En la última repisa de la estantería del pasillo de mi casa descansa una carpeta marrón. En el lomo, una pegatina con una sola palabra: Títulos. Y en el interior adormecen los diplomas que acreditan mis estudios. No pienso presumir de ellos, a nadie le interesan. Aunque puedo asegurar que cuando firmé el contrato con mi empresa tuve que presentar numerosos documentos oficiales que demostraban mi formación.
Los escándalos que salpican en este momento la vida pública española ante la falsedad en la obtención de másteres, carreras universitarias y demás titulaciones me tiene perpleja. ¿Cómo es posible que los partidos políticos no verifiquen los currículums de sus representantes? ¿Acaso nadie recuerda el caso Roldán, director de la Guardia Civil durante el gobierno socialista de 1986 a 1993, que aseguraba ser ingeniero industrial (falso de toda falsedad)? ¿Cómo a partir de aquel suceso no se instauró una política de comprobación académica?

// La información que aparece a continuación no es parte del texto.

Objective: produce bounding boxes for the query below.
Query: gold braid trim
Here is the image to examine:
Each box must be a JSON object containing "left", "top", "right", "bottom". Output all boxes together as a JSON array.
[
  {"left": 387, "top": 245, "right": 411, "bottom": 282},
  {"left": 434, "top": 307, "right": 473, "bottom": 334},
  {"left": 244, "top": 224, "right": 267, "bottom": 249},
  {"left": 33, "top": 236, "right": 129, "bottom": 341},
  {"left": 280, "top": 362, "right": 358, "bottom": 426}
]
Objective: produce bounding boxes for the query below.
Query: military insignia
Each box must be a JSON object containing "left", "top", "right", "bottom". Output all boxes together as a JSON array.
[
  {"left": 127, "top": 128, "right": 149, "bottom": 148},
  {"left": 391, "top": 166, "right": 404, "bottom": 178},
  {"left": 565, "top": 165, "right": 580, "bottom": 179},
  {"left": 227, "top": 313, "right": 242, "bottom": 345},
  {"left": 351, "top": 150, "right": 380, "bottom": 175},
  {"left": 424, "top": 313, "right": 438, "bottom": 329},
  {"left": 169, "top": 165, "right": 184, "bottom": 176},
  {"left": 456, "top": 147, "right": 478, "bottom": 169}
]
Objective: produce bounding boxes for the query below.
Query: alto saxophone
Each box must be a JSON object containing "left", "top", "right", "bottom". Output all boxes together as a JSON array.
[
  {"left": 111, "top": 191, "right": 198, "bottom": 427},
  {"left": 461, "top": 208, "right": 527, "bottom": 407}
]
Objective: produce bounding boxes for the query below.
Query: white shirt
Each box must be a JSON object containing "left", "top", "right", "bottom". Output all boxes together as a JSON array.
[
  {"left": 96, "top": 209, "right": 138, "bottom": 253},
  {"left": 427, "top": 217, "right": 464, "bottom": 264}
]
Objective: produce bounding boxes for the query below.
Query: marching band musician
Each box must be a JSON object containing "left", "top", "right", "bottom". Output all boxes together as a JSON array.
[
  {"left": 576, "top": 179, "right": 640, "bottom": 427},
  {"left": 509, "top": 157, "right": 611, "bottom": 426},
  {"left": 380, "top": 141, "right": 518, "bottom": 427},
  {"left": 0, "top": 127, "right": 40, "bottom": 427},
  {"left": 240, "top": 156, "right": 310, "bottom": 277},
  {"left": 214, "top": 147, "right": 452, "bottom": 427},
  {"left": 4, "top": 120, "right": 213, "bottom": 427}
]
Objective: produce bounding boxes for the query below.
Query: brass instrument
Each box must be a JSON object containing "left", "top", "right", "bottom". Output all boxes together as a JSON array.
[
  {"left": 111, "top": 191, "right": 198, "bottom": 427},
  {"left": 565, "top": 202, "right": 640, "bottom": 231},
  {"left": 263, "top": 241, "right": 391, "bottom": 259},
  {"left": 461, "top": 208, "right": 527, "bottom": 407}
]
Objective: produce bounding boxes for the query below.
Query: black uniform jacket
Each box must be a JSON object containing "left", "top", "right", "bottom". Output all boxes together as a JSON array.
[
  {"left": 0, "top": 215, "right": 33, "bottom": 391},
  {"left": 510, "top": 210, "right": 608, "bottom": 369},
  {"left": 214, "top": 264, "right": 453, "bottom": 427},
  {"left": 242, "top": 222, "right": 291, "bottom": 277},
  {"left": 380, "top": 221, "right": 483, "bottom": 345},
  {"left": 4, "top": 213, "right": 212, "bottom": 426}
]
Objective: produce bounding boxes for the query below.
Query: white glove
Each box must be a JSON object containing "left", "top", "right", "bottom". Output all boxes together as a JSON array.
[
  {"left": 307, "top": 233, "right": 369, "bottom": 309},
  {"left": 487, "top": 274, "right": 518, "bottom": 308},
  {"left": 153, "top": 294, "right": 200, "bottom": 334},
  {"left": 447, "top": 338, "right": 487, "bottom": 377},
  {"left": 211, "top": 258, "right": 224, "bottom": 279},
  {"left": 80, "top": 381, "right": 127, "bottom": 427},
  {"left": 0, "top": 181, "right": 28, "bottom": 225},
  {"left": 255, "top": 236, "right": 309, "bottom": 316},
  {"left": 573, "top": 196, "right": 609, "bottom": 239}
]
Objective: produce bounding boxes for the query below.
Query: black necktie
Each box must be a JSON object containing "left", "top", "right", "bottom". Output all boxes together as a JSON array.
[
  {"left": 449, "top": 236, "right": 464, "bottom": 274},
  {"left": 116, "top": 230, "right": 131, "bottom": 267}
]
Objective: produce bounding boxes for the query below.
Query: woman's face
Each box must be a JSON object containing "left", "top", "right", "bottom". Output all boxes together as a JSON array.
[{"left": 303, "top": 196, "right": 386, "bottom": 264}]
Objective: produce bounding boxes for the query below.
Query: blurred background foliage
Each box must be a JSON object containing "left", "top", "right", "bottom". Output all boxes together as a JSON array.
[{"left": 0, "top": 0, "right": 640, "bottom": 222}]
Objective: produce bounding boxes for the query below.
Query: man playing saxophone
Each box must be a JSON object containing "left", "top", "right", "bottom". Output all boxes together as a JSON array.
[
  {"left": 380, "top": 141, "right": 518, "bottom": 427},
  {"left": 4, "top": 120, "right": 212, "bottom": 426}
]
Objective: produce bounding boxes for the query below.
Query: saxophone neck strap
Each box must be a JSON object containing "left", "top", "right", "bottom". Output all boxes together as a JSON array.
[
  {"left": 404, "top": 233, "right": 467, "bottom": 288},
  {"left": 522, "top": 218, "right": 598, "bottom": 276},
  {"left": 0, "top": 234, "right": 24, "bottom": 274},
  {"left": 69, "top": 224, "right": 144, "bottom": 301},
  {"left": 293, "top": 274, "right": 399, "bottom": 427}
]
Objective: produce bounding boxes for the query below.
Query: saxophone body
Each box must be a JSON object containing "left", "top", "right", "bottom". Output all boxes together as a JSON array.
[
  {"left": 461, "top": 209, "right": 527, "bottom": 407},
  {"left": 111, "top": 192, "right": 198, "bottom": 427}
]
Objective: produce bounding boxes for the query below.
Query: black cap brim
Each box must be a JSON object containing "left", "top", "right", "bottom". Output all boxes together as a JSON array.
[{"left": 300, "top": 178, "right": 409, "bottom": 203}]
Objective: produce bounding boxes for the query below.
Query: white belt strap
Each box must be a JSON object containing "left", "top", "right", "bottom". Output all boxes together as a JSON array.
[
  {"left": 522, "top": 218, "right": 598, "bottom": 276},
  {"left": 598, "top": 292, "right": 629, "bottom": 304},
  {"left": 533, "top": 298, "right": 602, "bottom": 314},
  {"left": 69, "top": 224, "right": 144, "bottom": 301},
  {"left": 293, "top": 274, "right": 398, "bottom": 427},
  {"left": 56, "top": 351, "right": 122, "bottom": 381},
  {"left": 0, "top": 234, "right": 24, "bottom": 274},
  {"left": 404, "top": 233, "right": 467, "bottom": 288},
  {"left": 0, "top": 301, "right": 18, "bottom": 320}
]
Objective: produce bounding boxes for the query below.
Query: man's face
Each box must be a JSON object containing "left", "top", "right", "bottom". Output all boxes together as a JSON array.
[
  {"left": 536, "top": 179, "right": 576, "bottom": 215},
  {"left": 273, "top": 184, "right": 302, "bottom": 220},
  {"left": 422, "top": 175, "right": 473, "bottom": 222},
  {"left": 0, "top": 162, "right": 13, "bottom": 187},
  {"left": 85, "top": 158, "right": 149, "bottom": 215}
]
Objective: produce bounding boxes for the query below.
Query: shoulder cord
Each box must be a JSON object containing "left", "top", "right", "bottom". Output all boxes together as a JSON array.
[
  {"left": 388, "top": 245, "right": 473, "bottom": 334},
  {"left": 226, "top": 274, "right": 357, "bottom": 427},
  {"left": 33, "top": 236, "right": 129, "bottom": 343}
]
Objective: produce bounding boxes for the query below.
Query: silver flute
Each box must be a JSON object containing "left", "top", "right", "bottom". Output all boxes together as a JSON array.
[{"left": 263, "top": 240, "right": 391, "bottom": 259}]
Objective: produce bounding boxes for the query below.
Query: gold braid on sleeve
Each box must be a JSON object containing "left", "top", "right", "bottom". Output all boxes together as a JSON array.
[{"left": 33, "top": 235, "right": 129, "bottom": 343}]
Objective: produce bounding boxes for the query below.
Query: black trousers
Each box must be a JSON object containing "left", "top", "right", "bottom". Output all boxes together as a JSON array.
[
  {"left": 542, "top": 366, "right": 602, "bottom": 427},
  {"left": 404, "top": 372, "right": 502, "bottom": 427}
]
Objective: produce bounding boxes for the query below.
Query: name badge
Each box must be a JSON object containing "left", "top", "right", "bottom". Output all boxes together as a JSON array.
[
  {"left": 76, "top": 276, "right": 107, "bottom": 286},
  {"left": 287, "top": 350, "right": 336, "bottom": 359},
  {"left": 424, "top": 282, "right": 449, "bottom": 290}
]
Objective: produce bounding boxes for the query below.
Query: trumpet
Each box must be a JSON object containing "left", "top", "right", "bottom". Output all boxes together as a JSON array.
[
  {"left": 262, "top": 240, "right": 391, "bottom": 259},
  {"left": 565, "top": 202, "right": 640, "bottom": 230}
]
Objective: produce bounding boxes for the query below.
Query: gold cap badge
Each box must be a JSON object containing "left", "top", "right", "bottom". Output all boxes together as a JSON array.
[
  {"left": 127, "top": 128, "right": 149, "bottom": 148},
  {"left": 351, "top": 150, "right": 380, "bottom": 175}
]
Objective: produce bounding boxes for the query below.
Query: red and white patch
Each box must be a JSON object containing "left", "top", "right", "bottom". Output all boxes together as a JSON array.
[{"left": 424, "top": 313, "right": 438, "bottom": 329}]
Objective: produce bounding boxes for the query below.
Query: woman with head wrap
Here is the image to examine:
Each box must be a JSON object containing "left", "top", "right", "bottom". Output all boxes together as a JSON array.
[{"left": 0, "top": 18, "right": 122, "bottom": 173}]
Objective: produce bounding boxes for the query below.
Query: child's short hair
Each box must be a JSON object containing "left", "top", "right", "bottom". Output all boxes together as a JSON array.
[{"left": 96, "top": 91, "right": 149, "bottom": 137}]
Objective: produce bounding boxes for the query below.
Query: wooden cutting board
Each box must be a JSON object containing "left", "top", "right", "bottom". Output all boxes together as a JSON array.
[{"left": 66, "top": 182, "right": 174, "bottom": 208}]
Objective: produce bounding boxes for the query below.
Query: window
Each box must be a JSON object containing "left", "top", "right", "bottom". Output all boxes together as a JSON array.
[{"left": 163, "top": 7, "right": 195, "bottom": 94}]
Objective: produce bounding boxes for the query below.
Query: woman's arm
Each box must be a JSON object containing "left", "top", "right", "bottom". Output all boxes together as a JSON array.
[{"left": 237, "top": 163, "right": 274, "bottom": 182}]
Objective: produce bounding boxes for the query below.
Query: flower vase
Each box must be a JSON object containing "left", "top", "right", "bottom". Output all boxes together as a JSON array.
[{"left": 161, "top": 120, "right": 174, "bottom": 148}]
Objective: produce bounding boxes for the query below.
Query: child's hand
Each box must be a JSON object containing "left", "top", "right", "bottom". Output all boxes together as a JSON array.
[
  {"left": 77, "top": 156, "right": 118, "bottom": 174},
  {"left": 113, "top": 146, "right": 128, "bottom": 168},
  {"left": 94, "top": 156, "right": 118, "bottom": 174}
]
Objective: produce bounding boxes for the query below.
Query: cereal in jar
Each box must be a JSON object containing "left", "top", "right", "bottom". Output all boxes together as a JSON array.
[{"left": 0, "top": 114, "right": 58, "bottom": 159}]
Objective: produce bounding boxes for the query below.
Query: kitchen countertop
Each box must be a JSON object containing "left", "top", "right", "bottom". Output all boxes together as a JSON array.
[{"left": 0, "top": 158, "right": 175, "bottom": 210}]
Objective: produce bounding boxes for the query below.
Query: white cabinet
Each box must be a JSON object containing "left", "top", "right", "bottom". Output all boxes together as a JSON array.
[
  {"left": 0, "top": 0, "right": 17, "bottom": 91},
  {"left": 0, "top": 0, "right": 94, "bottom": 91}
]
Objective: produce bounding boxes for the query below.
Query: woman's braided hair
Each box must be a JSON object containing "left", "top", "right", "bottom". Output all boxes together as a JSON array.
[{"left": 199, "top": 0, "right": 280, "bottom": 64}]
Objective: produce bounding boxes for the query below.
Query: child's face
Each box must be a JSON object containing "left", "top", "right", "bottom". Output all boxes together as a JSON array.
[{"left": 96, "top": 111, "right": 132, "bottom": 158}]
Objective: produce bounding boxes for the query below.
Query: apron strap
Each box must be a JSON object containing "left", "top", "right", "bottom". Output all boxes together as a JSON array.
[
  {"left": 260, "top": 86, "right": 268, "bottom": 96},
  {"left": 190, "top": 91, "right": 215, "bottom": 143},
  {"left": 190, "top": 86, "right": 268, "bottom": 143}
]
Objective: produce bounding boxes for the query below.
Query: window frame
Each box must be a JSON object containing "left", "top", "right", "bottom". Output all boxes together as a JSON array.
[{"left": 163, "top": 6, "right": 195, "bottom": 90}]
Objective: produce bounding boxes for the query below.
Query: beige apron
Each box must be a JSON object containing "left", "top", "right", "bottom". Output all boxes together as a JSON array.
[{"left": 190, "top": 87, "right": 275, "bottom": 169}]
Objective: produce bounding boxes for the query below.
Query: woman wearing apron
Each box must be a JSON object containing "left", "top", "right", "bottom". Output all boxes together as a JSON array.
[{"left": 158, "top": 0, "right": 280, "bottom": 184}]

Todo es sorprendente. Aunque es más vergonzoso que algunos políticos (izquierda, derecha, centro, radical de izquierdas o de derechas) tengan la desfachatez de mentir en sus curriculums. La ética y la honestidad son valores que deben primar en cualquier persona, y si además has sido elegido por los ciudadanos, con más motivo.
Menos titulitis y más honestidad, por favor.